The natural gas futures market meandered within its recent trading range again Monday as traders continued to process the mixed signals of early season cold and record storage levels. The December contract traded between $7.740 and $8.070 on the day before retreating to close at $7.961, up 6.4 cents from Friday’s finish.

Adding to the muddled natural gas picture is the recent volatility in crude futures and reports that upcoming weather is expected to be slightly warmer than normal. December crude on Monday backed further away from last week’s $98.10/bbl high. The contract put in a low of $93.65/bbl before settling at $94.62/bbl, down $1.70.

“Natural gas futures are still in this range from $7.500 to $8.500. The November contract went out at $7.269 and I think the market is still carrying a premium to that,” said Tom Saal of Commercial Brokerage Corp. in Miami. “We don’t know what kind of weather we are going to get between now and the end of the year. The utilities notoriously like to be a little stingy on their storage inventories from November into the early part of December. Whatever weather we do get, the gas is currently being picked up in the cash market.”
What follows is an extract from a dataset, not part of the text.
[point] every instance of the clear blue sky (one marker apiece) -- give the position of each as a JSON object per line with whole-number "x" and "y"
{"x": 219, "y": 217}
Saal said the funds in the natural gas futures market still have a role in how prices play out here. “The funds are still very short natural gas, so the potential is there for some short-covering on a moment’s notice, despite record storage. I don’t think full inventories entering the withdrawal season is as important as it once was.”

Saal said with $8 basically “not stopping this market,” he sees resistance up near $8.200. “In the near-term I see us stuck in this range. Price direction will really depend on what kind of weather develops. Even if we get some severe cold between now and the end of the year, I really don’t think we will get much above $8.500. Now an extended stretch of severe cold might be a different story.”

Risk managers also see no immediate relief from the extended trading range. “The gas market continues to trade in its protracted trading range, and the strong energy complex has been supporting the gas market while more than adequate production and storage and weak manufacturing demand has been pressuring the market,” said Mike DeVooght of DEVO Capital Management, a Colorado-based trading and risk management firm.

The natural gas market is currently in its anticipatory phase; there is great uncertainty as to what kind of winter weather will be forthcoming and although “record storage levels have been a drag on the market, the storage numbers will take a back seat if we can get any significant help in the form of colder-than-normal temperatures or any significant utility or manufacturer buy hedging,” DeVooght said.

For the upcoming week colder-than-normal temperatures may be a stretch. The National Weather Service forecasts fewer than normal heating degree days (HDD) for the week ending Nov. 17. For New York, New Jersey and Pennsylvania, 148 HDD, or three fewer than normal, are predicted, and for the industrialized states of Ohio, Indiana, Illinois, Michigan and Wisconsin 132 HDD, or 40 fewer than normal, are expected. Of all the regions of the country only New England — at 172 HDD, or seven more than normal — is forecast to experience colder than normal weather.

Weather vagaries will no doubt play a pivotal role in the direction of natural gas prices, but underlying industrial demand may also be a question mark. Last Thursday Federal Reserve Chairman Ben Bernanke, testifying before the Joint Economic Committee, said economic growth will slow noticeably in coming months while rising oil costs will raise inflation pressures. He added, however, that the economy is nowhere close to the stagflation of the 1970s, and he predicted an economic rebound by mid-2008.